With the biggest Queensland NDIS rollout yet coming on 1 July, Brisbane criminologist Dr Jacqueline Drew says it pays to be vigilant about potential scams and frauds.
“Whenever there is a new major product or scheme introduced, offenders will consider ways they can use it as a vehicle to perpetrate crime,” Dr Drew said.
“For example, the NBN rollout saw a lot of frauds and schemes going on – people were contacted by scammers and threatened with having their internet cut off if they didn’t pay money or provide personal details.”
The National Disability Insurance Scheme has previously warned about potential scams involving people who claimed to represent the NDIS.
The scammers would call people with a disability and demand their bank account details and threaten legal action if they were not provided.
“Many scam calls or email will include a time limit to provide details or pay money to pressure the victim into making a quick decision,” Dr Drew said.
In in terms of financial cost, Dr Drew advised one of the biggest modern cyber threats was romance fraud.
“People will develop relationships online with scammers who use false or stolen photos,” she said.
“They can be incredibly manipulative and will target anyone they see as vulnerable.
“Some scammers will keep the relationship façade going up to a year before they even begin to ask for money.”
Dr Drew is currently the program director of the Bachelor of Information Technology/Bachelor of Criminology and Criminal Justice at the Griffith Institute of Criminology, Griffith University.
She was one of the guest presenters at the 2018 Assistive Solutions Expo in May where she discussed cyber security and how to watch for online scams.

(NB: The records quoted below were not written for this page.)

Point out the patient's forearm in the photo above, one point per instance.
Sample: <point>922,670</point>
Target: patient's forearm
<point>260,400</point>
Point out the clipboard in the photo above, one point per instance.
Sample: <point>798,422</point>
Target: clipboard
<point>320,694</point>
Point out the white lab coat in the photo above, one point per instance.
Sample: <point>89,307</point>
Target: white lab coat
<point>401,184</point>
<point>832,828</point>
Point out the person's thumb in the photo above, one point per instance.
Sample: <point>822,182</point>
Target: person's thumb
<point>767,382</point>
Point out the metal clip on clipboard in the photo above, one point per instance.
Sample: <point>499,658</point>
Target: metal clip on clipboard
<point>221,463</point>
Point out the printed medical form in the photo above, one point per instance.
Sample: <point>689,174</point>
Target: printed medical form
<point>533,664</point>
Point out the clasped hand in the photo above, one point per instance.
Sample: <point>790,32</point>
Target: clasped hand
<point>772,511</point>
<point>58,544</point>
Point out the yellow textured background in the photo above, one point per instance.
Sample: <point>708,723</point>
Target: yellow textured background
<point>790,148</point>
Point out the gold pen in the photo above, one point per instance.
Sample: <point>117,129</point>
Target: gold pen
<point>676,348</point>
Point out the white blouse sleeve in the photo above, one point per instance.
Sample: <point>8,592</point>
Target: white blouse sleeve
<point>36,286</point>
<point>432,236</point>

If you are suspicious of anyone claiming to represent the NDIS, ask for their name and number and call the NDIA on 1800 800 110 to confirm if the caller is legitimate.
Tips to avoid cyber fraud
- Check the email address – often the email address won’t be an official company one.

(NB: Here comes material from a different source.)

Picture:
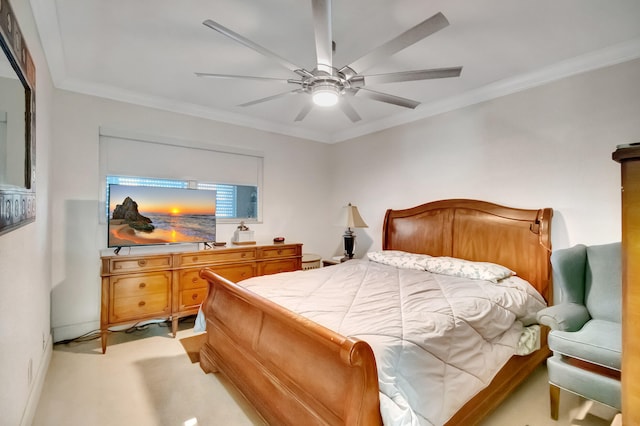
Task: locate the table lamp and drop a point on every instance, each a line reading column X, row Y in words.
column 351, row 219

- Check to see if the email or caller is threatening a tight deadline for information or payment.
- If an email is suspicious, do not follow links or attachments as this can expose you to viruses or malware.
- If in doubt, contact the purported company and check the validity of the email or call.
- Do not use the phone or email address provided in a suspicious email – search for the company online and use the official contact channels.
- Check websites, such as Scamwatch (scamwatch.gov.au) for updates on known scams.